John R. Grabach determined to be an artist early on and took lessons from a local artist in New Jersey, Albert Dick, and joined the Newark Sketch Club before enrolling at the Art Students League in New York. Supporting himself as a machinist and then a designer of silverware, Grabach spent his free time painting. He began exhibiting publicly in 1913 at the National Academy of Design and in important annuals. In 1915 he returned from Massachusetts, where he had lived for three years, to settle permanently in New Jersey. In 1922 he and eleven other artists formed The Dialis for the purpose of exhibiting together.
Inspired by Ash Can school artists, Grabach became fascinated with the urban landscape. The decorative, dynamic character of his Wash Day series of the mid-1920s became the hallmark of his brand of urban realism. Toward the end of the decade his lighthearted treatment changed as he became more concerned with social conditions, and consequently during the Great Depression his urban images developed a stronger, satirical tone, and the figures were made larger and dominated the scene. At this time Grabach supported himself by working as a freelance illustrator and a teacher of life drawing at the Newark School of Fine and Industrial Art. Despite recognition and awards, Grabach began retreating from public attention and the mainstream art world. Thus he was all but forgotten, despite the fact that he continued to teach and paint, adopting in the 1940s a dark, Munich-inspired palette and brushwork.

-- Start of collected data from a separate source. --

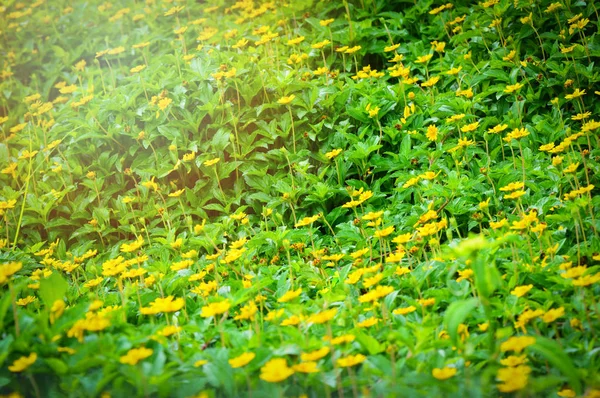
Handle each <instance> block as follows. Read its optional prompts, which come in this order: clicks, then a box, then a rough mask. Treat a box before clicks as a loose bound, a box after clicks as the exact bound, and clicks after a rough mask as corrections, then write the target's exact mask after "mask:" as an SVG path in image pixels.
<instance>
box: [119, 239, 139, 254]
mask: <svg viewBox="0 0 600 398" xmlns="http://www.w3.org/2000/svg"><path fill="white" fill-rule="evenodd" d="M143 244H144V238H143V237H142V236H141V235H140V236H139V237H138V238H137V239H136V240H135V241H134V242H132V243H123V244H122V245H121V252H123V253H132V252H134V251H136V250H138V249H139V248H140V247H142V245H143Z"/></svg>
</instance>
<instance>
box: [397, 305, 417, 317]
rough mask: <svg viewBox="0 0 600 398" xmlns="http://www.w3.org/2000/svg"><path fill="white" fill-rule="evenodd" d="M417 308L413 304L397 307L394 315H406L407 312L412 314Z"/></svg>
mask: <svg viewBox="0 0 600 398" xmlns="http://www.w3.org/2000/svg"><path fill="white" fill-rule="evenodd" d="M416 310H417V308H416V307H415V306H413V305H411V306H408V307H402V308H396V309H395V310H394V312H393V314H394V315H406V314H410V313H411V312H414V311H416Z"/></svg>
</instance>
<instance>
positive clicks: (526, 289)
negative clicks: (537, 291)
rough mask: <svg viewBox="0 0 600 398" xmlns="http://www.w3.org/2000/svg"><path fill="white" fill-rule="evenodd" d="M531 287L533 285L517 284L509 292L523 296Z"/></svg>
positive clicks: (523, 295) (515, 295)
mask: <svg viewBox="0 0 600 398" xmlns="http://www.w3.org/2000/svg"><path fill="white" fill-rule="evenodd" d="M532 288H533V285H523V286H517V287H515V288H514V289H513V290H512V291H511V292H510V294H512V295H513V296H517V297H523V296H524V295H525V294H527V292H528V291H530V290H531V289H532Z"/></svg>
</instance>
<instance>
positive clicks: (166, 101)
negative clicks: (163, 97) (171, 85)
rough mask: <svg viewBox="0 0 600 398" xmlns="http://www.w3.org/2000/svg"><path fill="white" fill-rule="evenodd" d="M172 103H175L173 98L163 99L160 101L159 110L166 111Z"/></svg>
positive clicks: (158, 108)
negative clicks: (171, 98) (174, 102)
mask: <svg viewBox="0 0 600 398" xmlns="http://www.w3.org/2000/svg"><path fill="white" fill-rule="evenodd" d="M171 102H173V100H172V99H171V98H161V99H160V100H159V101H158V109H160V110H161V111H164V110H165V109H167V107H168V106H169V105H170V104H171Z"/></svg>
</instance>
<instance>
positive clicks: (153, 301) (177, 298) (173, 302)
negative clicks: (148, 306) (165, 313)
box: [140, 296, 185, 315]
mask: <svg viewBox="0 0 600 398" xmlns="http://www.w3.org/2000/svg"><path fill="white" fill-rule="evenodd" d="M173 298H174V297H173V296H167V297H165V298H157V299H156V300H154V301H153V302H151V303H150V306H149V307H143V308H141V309H140V312H141V313H142V314H144V315H154V314H158V313H159V312H176V311H179V310H180V309H182V308H183V306H184V305H185V300H184V299H183V298H177V299H175V300H173Z"/></svg>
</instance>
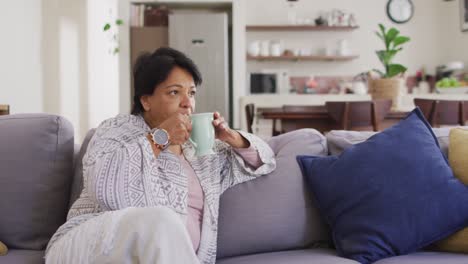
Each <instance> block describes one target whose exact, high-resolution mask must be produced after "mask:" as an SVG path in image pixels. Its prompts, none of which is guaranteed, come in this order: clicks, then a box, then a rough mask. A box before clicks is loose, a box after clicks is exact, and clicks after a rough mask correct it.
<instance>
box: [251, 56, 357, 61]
mask: <svg viewBox="0 0 468 264" xmlns="http://www.w3.org/2000/svg"><path fill="white" fill-rule="evenodd" d="M357 58H359V56H358V55H350V56H324V55H313V56H285V55H283V56H250V55H247V59H248V60H259V61H262V60H271V61H287V60H292V61H350V60H354V59H357Z"/></svg>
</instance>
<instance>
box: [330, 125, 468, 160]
mask: <svg viewBox="0 0 468 264" xmlns="http://www.w3.org/2000/svg"><path fill="white" fill-rule="evenodd" d="M452 128H453V127H441V128H433V129H432V130H433V131H434V134H435V136H436V138H437V141H438V142H439V146H440V149H441V150H442V152H443V153H444V154H445V156H446V157H447V155H448V145H449V133H450V129H452ZM463 128H468V127H463ZM376 133H378V132H372V131H348V130H332V131H330V132H328V133H327V134H326V138H327V143H328V150H329V151H330V155H339V154H341V152H343V150H345V149H347V148H349V147H350V146H351V145H354V144H357V143H361V142H364V141H366V140H367V139H368V138H369V137H371V136H372V135H374V134H376Z"/></svg>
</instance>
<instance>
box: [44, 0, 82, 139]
mask: <svg viewBox="0 0 468 264" xmlns="http://www.w3.org/2000/svg"><path fill="white" fill-rule="evenodd" d="M86 39H87V36H86V2H84V1H80V0H42V36H41V42H42V50H41V51H42V53H41V55H42V56H41V58H42V64H43V68H42V71H43V90H44V100H43V101H44V109H43V112H46V113H52V114H58V115H61V116H64V117H66V118H67V119H68V120H70V122H71V123H72V124H73V127H74V129H75V140H76V141H77V142H79V141H80V140H81V139H82V137H83V135H84V133H85V130H86V129H87V127H88V115H87V111H86V105H87V98H84V96H83V95H84V94H86V91H87V87H88V85H87V73H86V67H87V57H86V50H87V49H86Z"/></svg>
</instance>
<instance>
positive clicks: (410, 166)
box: [297, 108, 468, 263]
mask: <svg viewBox="0 0 468 264" xmlns="http://www.w3.org/2000/svg"><path fill="white" fill-rule="evenodd" d="M297 160H298V162H299V165H300V167H301V170H302V173H303V175H304V177H305V178H306V181H307V183H308V187H309V189H310V191H311V192H312V194H313V197H314V198H315V200H316V203H317V205H318V206H319V209H320V211H321V213H322V215H323V216H324V217H325V219H326V221H327V222H328V224H329V225H330V227H331V230H332V232H333V240H334V243H335V246H336V248H337V251H338V253H339V254H340V255H341V256H343V257H347V258H351V259H354V260H356V261H359V262H361V263H372V262H374V261H377V260H379V259H382V258H386V257H391V256H396V255H402V254H406V253H409V252H413V251H416V250H418V249H420V248H422V247H424V246H427V245H429V244H431V243H432V242H434V241H437V240H439V239H441V238H444V237H446V236H448V235H450V234H452V233H454V232H456V231H457V230H459V229H461V228H463V227H465V226H468V187H465V185H463V184H462V183H461V182H460V181H459V180H457V179H456V178H455V177H454V176H453V173H452V171H451V169H450V167H449V165H448V162H447V159H446V158H445V156H444V155H443V154H442V152H441V151H440V149H439V145H438V143H437V140H436V138H435V136H434V134H433V132H432V129H431V128H430V126H429V124H428V123H427V121H426V120H425V119H424V116H423V114H422V113H421V111H420V110H419V109H418V108H417V109H415V110H414V111H413V112H411V113H410V114H409V115H408V116H407V117H406V118H405V119H404V120H402V121H401V122H400V123H398V124H396V125H395V126H393V127H391V128H388V129H387V130H384V131H382V132H381V133H378V134H376V135H374V136H372V137H371V138H369V139H368V140H367V141H365V142H362V143H360V144H356V145H354V146H352V147H350V148H348V149H347V150H345V151H344V152H343V153H342V154H341V155H340V156H337V157H336V156H328V157H312V156H298V157H297Z"/></svg>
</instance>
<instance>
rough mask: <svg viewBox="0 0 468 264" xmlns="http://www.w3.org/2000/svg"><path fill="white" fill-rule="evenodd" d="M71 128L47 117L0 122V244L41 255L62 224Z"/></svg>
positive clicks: (65, 196)
mask: <svg viewBox="0 0 468 264" xmlns="http://www.w3.org/2000/svg"><path fill="white" fill-rule="evenodd" d="M73 148H74V139H73V127H72V125H71V124H70V122H68V121H67V120H66V119H65V118H63V117H59V116H55V115H48V114H16V115H10V116H1V117H0V240H1V241H3V242H5V244H6V245H7V246H9V247H10V248H18V249H31V250H42V249H44V248H45V246H46V245H47V242H48V241H49V239H50V237H51V236H52V235H53V234H54V232H55V231H56V230H57V228H58V227H59V226H60V225H62V224H63V223H64V222H65V217H66V214H67V209H68V200H69V196H70V186H71V181H72V174H73V173H72V170H73Z"/></svg>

Henry Gasser, "The Career of John R. Grabach," American Artist 28 (March 1964): 38-43, 62-63 § Washington, D.C., Smithsonian Institution, National Collection of Fine Arts, John R. Grabach: Seventy Years an Artist, exh. cat., 1980, published by Smithsonian Institution Press, text by Virginia M. Mecklenburg, with chronology, list of exhibitions, bibliography § New York, Graham Galleries, John R. Grabach, 1880-1981: Urban America between the Wars, exh. cat., 1981, with introduction by Harry Rand.